British officials say they are confident that the vaccines that have been authorized for use against COVID-19 will be effective against the new strain identified in the country.
But Vallance said scientists are concerned that variants identified in Brazil and South Africa could be more resistant to vaccines, adding that more research needs to be done.
Concerns about newly identified variants have triggered a spate of new travel restrictions around the world. Many countries have closed their borders to travelers from Britain, and the U.K. has halted flights from Brazil and South Africa.
Prime Minister Boris Johnson said there could be further restrictions.
"We may need to go further to protect our borders," he said.
Britain has recorded 95,981 deaths among people who tested positive for the coronavirus, the highest confirmed total in Europe.
The U.K. is currently in a lockdown in an attempt to slow the latest surge of the coronavirus outbreak. Pubs, restaurants, entertainment venues and many shops are closed, and people are required to stay largely at home.
The number of new infections has begun to fall, but deaths remain agonizingly high, averaging more than 1,000 a day, and the number of hospitalized patients is 80% higher than at the first peak of the pandemic in the spring.
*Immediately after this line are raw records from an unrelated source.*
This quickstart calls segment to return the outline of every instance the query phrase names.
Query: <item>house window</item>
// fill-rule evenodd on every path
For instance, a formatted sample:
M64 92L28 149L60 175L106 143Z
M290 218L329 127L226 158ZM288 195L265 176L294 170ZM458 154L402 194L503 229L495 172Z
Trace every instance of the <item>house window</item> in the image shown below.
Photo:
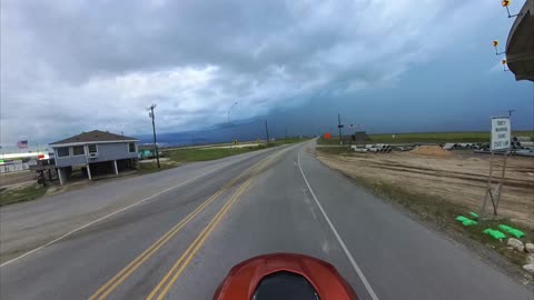
M98 152L98 149L97 149L96 144L89 144L88 148L89 148L89 153L97 153Z
M57 148L56 151L58 151L58 158L65 158L65 157L69 156L69 148L68 147Z
M86 150L83 146L73 146L72 147L72 156L83 156L86 154Z

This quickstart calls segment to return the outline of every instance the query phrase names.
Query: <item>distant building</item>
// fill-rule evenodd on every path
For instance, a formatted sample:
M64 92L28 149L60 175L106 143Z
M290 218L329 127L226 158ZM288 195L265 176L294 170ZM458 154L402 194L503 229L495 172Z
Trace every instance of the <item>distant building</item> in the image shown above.
M156 157L156 147L154 143L138 146L139 159L152 159Z
M93 130L50 143L61 184L75 167L82 167L89 180L96 174L134 169L138 159L138 140L111 132Z

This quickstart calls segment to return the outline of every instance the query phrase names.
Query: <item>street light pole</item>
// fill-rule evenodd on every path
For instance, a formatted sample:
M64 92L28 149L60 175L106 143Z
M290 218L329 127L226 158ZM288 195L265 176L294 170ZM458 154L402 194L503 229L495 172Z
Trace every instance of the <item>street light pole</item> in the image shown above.
M148 113L148 116L150 117L150 119L152 119L152 136L154 136L154 147L155 147L155 150L156 150L156 160L158 161L158 169L161 168L161 166L159 164L159 151L158 151L158 143L156 141L156 124L154 122L154 109L156 108L156 104L151 104L147 110L150 110L150 112Z
M337 113L337 128L339 129L339 144L343 144L343 134L342 134L342 114Z

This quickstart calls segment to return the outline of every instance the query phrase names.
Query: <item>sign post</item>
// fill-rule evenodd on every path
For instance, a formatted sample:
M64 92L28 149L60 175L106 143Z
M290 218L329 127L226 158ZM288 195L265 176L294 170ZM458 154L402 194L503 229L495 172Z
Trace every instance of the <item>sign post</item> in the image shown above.
M501 200L501 193L504 184L504 176L506 172L506 158L508 157L510 146L512 141L512 128L510 117L493 117L492 118L492 132L490 150L492 157L490 158L490 176L487 178L486 193L482 204L481 217L485 214L487 199L492 201L493 214L497 216L498 201ZM495 153L502 153L504 156L501 178L497 186L493 188L493 171L495 164Z

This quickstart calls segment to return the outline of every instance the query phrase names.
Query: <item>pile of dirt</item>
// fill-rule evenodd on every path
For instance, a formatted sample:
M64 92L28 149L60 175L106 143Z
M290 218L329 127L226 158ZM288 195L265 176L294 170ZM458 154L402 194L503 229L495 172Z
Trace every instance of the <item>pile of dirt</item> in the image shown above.
M442 158L448 158L453 156L453 153L441 148L439 146L419 146L414 150L412 150L411 152L418 156L442 157Z

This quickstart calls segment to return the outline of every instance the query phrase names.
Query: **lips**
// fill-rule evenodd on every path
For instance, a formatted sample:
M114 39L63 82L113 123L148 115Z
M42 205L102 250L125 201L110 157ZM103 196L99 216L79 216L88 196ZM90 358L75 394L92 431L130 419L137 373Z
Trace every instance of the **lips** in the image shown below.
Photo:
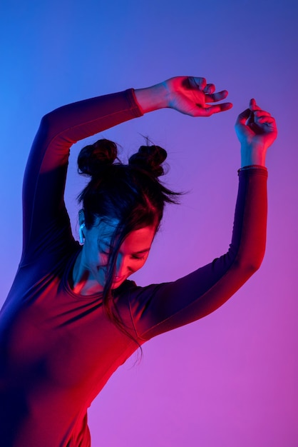
M114 277L114 283L120 283L121 281L123 281L125 280L125 277L124 276L115 276Z

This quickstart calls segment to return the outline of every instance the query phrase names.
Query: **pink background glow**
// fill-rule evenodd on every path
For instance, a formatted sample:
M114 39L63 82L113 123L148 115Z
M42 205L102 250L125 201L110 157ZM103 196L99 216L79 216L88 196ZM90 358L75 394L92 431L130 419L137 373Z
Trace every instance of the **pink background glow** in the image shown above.
M85 98L203 76L234 108L210 119L162 110L108 130L123 156L148 136L168 152L168 209L140 285L174 280L226 251L237 194L238 113L277 119L267 158L267 247L223 307L143 347L89 412L98 447L298 446L298 6L295 0L2 0L1 303L21 248L23 172L41 116ZM95 137L91 139L94 141ZM66 201L77 233L73 147Z

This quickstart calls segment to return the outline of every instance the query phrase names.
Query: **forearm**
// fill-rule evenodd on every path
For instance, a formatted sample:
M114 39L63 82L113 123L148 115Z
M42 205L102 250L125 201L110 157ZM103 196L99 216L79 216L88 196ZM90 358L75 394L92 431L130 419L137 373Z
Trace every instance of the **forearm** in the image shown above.
M241 167L258 165L266 166L266 151L261 148L241 146Z
M168 106L168 91L163 82L135 90L135 94L137 104L143 114Z

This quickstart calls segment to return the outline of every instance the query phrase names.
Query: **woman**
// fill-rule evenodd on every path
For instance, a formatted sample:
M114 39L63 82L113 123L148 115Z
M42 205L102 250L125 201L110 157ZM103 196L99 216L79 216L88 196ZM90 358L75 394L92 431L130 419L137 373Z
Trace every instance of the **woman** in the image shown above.
M138 287L175 194L158 180L165 151L142 146L128 165L114 144L84 148L79 170L80 241L63 201L76 141L143 114L170 107L193 116L225 111L203 78L180 76L148 89L61 107L41 121L24 186L21 263L0 314L0 439L5 447L90 446L87 408L115 370L153 336L197 320L225 302L258 268L266 233L264 159L277 135L255 100L237 121L242 169L232 243L210 264L173 283ZM210 103L211 105L208 105Z

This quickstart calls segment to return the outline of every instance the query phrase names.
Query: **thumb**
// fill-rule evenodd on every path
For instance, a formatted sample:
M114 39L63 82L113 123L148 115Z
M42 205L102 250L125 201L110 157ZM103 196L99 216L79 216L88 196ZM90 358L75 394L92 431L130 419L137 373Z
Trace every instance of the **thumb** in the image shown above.
M250 118L250 112L251 112L250 109L247 109L246 110L242 111L242 114L238 115L238 117L236 120L235 126L237 127L241 125L245 126L246 121Z

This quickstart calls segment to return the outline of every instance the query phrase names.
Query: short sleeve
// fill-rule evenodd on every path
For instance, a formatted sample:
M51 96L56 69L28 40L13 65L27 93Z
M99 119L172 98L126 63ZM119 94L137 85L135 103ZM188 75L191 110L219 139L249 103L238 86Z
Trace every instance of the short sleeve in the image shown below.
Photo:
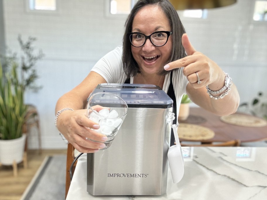
M124 82L126 76L123 69L122 55L122 47L118 46L98 61L91 71L100 74L107 83Z

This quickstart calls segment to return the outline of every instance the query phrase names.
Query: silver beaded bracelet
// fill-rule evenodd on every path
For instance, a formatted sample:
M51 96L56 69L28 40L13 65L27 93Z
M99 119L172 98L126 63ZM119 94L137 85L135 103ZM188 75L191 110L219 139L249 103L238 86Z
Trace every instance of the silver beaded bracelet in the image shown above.
M224 85L220 89L216 91L213 91L210 89L208 85L206 86L206 88L207 89L207 93L208 94L210 97L211 98L213 98L215 100L219 99L222 99L228 94L228 92L231 90L231 86L232 85L231 81L232 79L229 77L228 74L225 73L225 78ZM219 96L215 96L213 95L213 94L218 94L224 91L224 92L223 93Z
M57 126L57 120L58 119L59 117L59 115L61 113L64 112L66 111L73 111L74 110L73 110L72 108L63 108L62 110L61 110L57 112L57 114L56 115L56 117L55 118L55 125L56 125L56 126Z

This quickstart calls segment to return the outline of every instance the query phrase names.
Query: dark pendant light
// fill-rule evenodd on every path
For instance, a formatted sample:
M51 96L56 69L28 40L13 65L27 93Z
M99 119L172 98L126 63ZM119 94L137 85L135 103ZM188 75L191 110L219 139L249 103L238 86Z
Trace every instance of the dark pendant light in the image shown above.
M169 0L176 10L208 9L232 5L237 0Z

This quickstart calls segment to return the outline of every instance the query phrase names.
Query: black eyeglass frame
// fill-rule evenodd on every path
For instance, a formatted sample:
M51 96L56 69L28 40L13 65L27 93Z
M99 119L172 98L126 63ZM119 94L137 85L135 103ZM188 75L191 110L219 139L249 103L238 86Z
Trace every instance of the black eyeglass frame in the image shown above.
M161 45L160 46L158 46L156 45L154 43L153 43L153 42L152 41L152 40L151 40L151 36L152 35L155 34L155 33L166 33L167 34L167 39L166 40L166 42L165 42L164 44L162 45ZM133 44L133 43L132 43L131 40L130 38L131 35L133 34L140 34L140 35L142 35L145 36L145 42L144 42L144 44L142 44L141 46L135 46ZM131 43L131 44L134 46L136 47L139 47L143 46L145 44L146 44L146 40L148 39L149 39L149 40L150 40L150 42L151 42L151 44L153 44L153 45L155 46L164 46L165 44L166 44L166 43L167 43L167 42L168 42L168 40L169 39L169 37L170 37L170 35L172 35L172 31L156 31L156 32L154 32L153 33L152 33L149 35L146 35L143 33L140 33L139 32L133 32L131 33L127 33L127 37L130 39L130 42Z

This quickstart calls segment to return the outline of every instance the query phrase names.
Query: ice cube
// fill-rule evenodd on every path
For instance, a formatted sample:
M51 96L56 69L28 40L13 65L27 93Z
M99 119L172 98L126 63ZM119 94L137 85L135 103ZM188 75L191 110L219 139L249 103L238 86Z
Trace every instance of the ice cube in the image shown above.
M119 114L115 110L112 110L108 115L108 117L111 118L116 118L119 116Z
M98 113L100 115L105 117L107 117L108 116L109 114L109 111L107 108L103 108L101 110L98 112Z

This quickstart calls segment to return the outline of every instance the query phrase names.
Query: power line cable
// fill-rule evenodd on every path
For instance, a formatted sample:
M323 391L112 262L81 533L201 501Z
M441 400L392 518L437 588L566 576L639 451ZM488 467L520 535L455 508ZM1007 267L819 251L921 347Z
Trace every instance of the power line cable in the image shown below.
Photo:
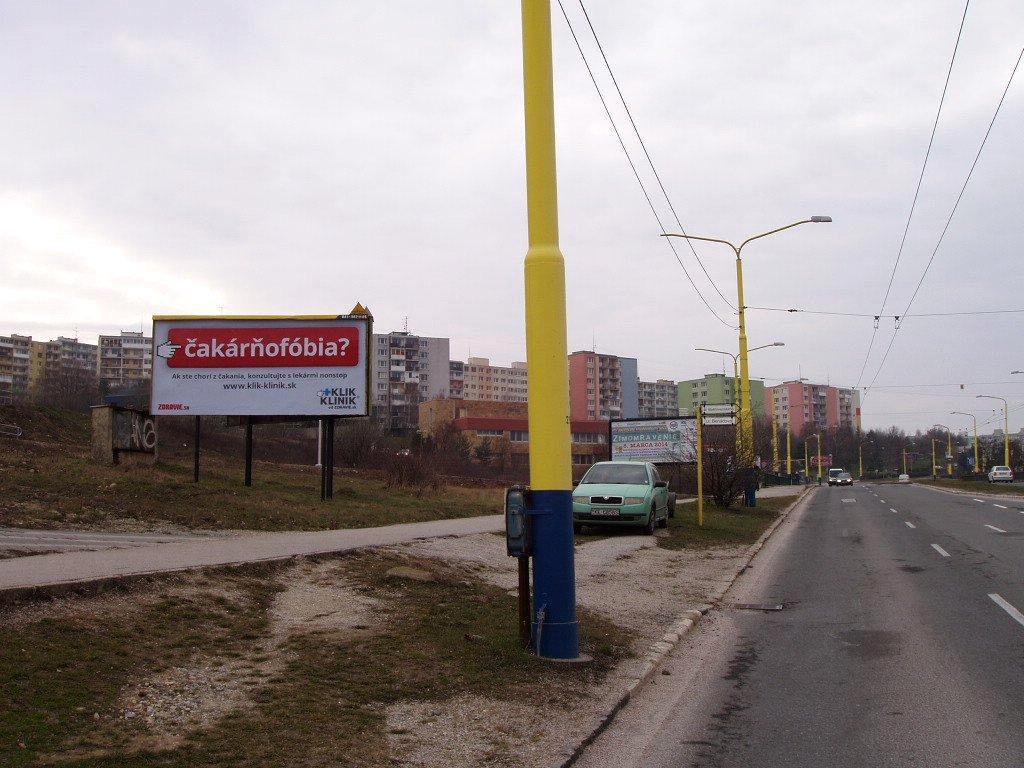
M676 213L676 207L672 204L672 198L669 197L669 191L665 188L665 184L662 182L662 176L658 174L657 168L654 167L654 161L651 159L650 153L647 152L647 144L644 142L643 136L640 135L640 129L637 127L636 121L633 119L633 112L630 110L630 105L626 102L626 95L623 93L623 89L618 85L618 78L615 77L615 73L611 69L611 62L608 61L608 56L604 52L604 46L601 45L601 39L597 36L597 30L594 29L594 24L590 18L590 13L587 12L587 6L584 5L583 0L579 0L579 2L584 18L587 19L587 26L590 28L590 34L594 37L594 42L597 43L597 49L600 51L601 58L604 60L604 67L608 71L608 75L611 77L612 84L615 86L615 92L618 93L618 100L622 101L623 109L626 111L626 117L629 118L630 125L633 126L633 133L636 134L637 141L640 142L640 148L643 151L644 157L647 159L647 165L650 166L650 170L654 174L654 179L657 181L657 185L662 189L662 195L665 197L665 202L669 205L669 210L672 211L672 216L676 220L676 225L679 226L679 231L682 234L686 234L686 227L684 227L683 222L680 221L679 214ZM725 297L722 291L719 290L718 284L716 284L711 274L708 273L708 269L705 267L703 261L700 260L700 256L697 255L696 249L693 247L693 243L687 240L686 245L689 246L690 253L692 253L693 258L697 260L705 276L708 279L708 282L711 283L712 288L715 289L715 292L719 295L722 301L724 301L733 311L738 311L736 309L736 305Z
M981 145L978 147L978 152L974 156L974 162L971 163L971 168L967 173L967 178L964 179L964 184L961 186L959 194L956 196L956 201L953 203L952 210L949 211L949 216L946 218L945 226L942 227L939 240L935 244L935 248L932 250L932 255L928 259L928 263L925 265L925 270L921 273L921 280L918 281L918 286L913 289L913 293L910 295L910 300L906 304L906 309L903 310L904 317L907 312L910 311L910 306L913 304L913 300L918 298L918 292L921 291L921 287L925 283L925 278L928 276L928 271L932 268L932 263L935 261L935 256L938 254L939 248L942 246L942 241L946 237L946 232L949 230L949 224L952 223L953 216L956 214L956 209L959 208L961 201L964 199L964 193L967 191L967 185L970 183L971 177L974 175L974 169L978 167L978 161L981 160L981 153L984 151L985 144L988 142L988 137L992 133L992 127L995 125L995 119L999 116L999 111L1002 109L1002 104L1007 100L1007 93L1010 92L1010 86L1014 82L1014 76L1017 74L1017 69L1020 67L1021 58L1024 58L1024 47L1021 48L1021 52L1017 55L1017 60L1014 62L1014 68L1010 71L1010 77L1007 79L1007 87L1002 89L1002 95L999 96L999 101L995 105L995 112L992 113L992 119L988 121L988 128L985 129L985 135L981 138ZM871 378L871 383L867 385L867 389L870 389L871 386L874 385L874 381L879 378L879 374L882 373L882 368L886 365L889 352L892 351L893 343L896 341L896 335L899 333L900 325L900 323L896 324L896 328L893 330L892 338L889 339L889 346L886 348L885 354L882 355L882 361L879 362L879 368L874 372L874 376Z
M942 95L939 97L939 108L935 112L935 120L932 123L932 133L928 138L928 148L925 151L925 160L921 165L921 173L918 175L918 185L913 190L913 200L910 202L910 211L906 217L906 225L903 227L903 237L900 239L899 250L896 252L896 260L893 263L892 273L889 275L889 285L886 286L886 295L882 299L882 307L879 309L879 314L886 309L886 303L889 301L889 294L893 288L893 281L896 279L896 269L899 266L900 258L903 255L903 247L906 245L906 236L910 231L910 221L913 219L913 212L918 207L918 197L921 195L921 185L925 180L925 170L928 168L928 160L932 155L932 144L935 143L935 133L939 127L939 117L942 115L942 105L946 100L946 92L949 89L949 78L952 76L953 62L956 60L956 51L959 49L961 37L964 35L964 23L967 20L967 11L971 6L971 0L967 0L964 3L964 14L961 16L959 29L956 31L956 42L953 44L952 55L949 56L949 67L946 70L946 80L942 84ZM871 356L871 348L874 346L874 339L878 336L879 328L878 325L871 330L871 339L867 343L867 352L864 354L864 362L860 367L860 376L857 377L857 387L860 387L860 382L863 381L864 371L867 369L867 361Z
M604 94L601 92L600 86L597 84L597 78L594 77L594 71L590 67L590 61L587 59L587 54L584 53L583 46L580 43L580 38L577 37L575 29L572 27L572 23L569 20L568 13L565 11L565 6L562 4L562 0L558 0L558 7L562 10L562 16L565 18L565 24L568 25L569 33L572 35L572 41L575 43L577 50L580 51L580 56L583 58L584 67L587 69L587 74L590 76L590 82L594 84L594 90L597 91L597 97L601 101L601 106L604 108L604 114L608 117L608 122L611 123L611 129L615 133L615 138L618 139L618 145L623 148L623 154L626 155L626 161L630 164L630 168L633 170L633 175L636 177L637 183L640 185L640 191L643 193L644 200L647 201L647 206L650 208L650 212L654 215L654 220L657 222L657 227L659 232L665 232L665 225L662 223L662 217L657 213L657 209L654 207L654 203L650 199L650 195L647 193L647 188L644 186L643 180L640 178L640 173L637 171L636 164L633 162L633 158L630 156L629 150L626 148L626 142L623 140L623 134L618 130L618 126L615 124L614 118L611 116L611 111L608 109L608 103L604 99ZM676 261L679 262L679 266L682 267L683 273L686 275L686 280L689 281L693 290L696 292L700 301L703 305L708 307L708 311L715 315L715 318L721 323L723 326L735 330L736 327L726 322L715 311L714 307L705 298L705 295L697 288L697 284L693 282L693 278L690 275L689 270L683 263L682 258L679 256L679 251L676 250L675 244L672 242L672 238L664 238L664 240L669 244L672 249L673 255L676 257Z

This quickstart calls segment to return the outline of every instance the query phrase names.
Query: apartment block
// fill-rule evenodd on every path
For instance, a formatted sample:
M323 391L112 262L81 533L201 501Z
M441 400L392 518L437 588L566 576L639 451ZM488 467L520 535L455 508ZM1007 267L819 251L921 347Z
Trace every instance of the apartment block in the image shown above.
M95 371L108 391L146 384L153 377L153 338L140 331L100 336Z
M462 399L465 397L466 364L462 360L449 361L449 397Z
M641 419L679 416L679 390L669 379L637 382Z
M486 357L470 357L465 366L463 397L497 402L526 401L526 364L492 366Z
M370 354L374 414L392 429L415 429L421 402L449 396L447 339L408 331L374 334Z
M860 429L860 392L827 384L787 381L770 387L765 414L801 436L830 427Z
M569 355L569 415L572 419L635 419L640 415L637 361L597 352Z
M0 402L28 395L31 357L31 336L0 336Z
M98 346L58 336L51 341L33 341L29 362L29 391L41 396L47 387L69 380L88 383L96 377Z
M680 415L692 416L697 406L726 406L736 402L736 380L725 374L708 374L701 379L688 379L677 385ZM751 379L751 413L764 411L765 385Z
Johnson, who has often been accused of giving overly optimistic predictions about relaxing coronavirus restrictions, sounded gloomy.
"We will have to live with coronavirus in one way or another for a long while to come," he said, adding that "it's an open question" when measures could be eased.
"At this stage you've got to be very, very cautious indeed," he said.
Vallance agreed. "I don't think this virus is going anywhere," he said. "It's going to be around, probably, forever."